VALDOSTA — “Sunshine Laws: A Guide to Open Government in Georgia,” known as the state as "Red Book" has been updated, revised and the sixth edition is now available to the public.
The guide contains the state's open government laws verbatim, reprinted from the Official Code of Georgia Annotated, regarding Georgia’s Open Records Act and Georgia’s Open Meetings Act.
The GFAF red book also provides explanations of these laws and how they apply to the public. For example, the book provides information on how the government should provide access and penalties for government’s non-compliance to open meetings laws and the Open Records Act.
Georgia open government laws underwent rewriting with changes going into effect in April 2012; these changes were in part due to the work of the Georgia Attorney General’s office.
The book provides information so the public can know the law and how to stay informed.
The Red Book also provides a list of resources on open government, which includes websites and phone numbers.

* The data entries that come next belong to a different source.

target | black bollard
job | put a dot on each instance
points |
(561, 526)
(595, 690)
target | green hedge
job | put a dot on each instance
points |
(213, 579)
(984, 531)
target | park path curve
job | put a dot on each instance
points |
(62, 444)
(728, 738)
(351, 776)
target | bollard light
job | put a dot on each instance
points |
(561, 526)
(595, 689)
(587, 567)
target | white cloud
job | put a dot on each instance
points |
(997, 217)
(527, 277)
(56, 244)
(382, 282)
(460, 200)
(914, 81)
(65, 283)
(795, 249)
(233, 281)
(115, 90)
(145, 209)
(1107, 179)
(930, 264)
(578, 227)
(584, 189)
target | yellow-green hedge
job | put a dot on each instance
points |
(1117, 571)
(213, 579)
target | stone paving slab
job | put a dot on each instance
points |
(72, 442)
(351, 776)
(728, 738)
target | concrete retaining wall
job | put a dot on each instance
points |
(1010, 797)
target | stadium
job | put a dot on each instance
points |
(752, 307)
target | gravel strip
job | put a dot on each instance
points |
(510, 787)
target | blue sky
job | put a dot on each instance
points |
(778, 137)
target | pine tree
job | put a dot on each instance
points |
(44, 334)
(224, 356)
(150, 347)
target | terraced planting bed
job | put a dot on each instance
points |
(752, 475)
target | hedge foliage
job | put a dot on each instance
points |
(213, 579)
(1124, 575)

The Red Book is produced by the Georgia First Amendment Foundation in cooperation with the Office of the Georgia Attorney General. It is available from representatives of the Georgia First Amendment Foundation, at GFAF open government training events or as a PDF on the foundation’s website at gfaf.org/the-blue-book/.
In the forward of the sixth edition of the Red Book, Attorney General Chris Carr wrote, "Openness and transparency are vital to uphold the public trust and maintaining an efficient, well-functioning government and bureaucracy."
The Georgia First Amendment Foundation’s Blue Book, titled “Georgia Law Enforcement and the Open Records Act: A Law Enforcement Officer’s Guide to Open Records in Georgia,” provides information on open records compliance for the lawful protection of citizens’ rights to public information.
According to the book’s preface, the Blue Book is intended to inform the members of the Georgia law-enforcement community of open records compliance so as to ensure the public is able to observe the workings of its government.
The book includes an overview of Georgia Open Records Act and its process, pending investigations and prosecutions, types of records such as personnel records and juvenile records, record retention and news media access.
A sample open records cost worksheet and information exempt from public disclosure are provided in the appendices of the guide.
The Blue Book is available from representatives of the Georgia First Amendment Foundation, at GFAF open government training events or as a PDF on the foundation website at gfaf.org/the-blue-book/.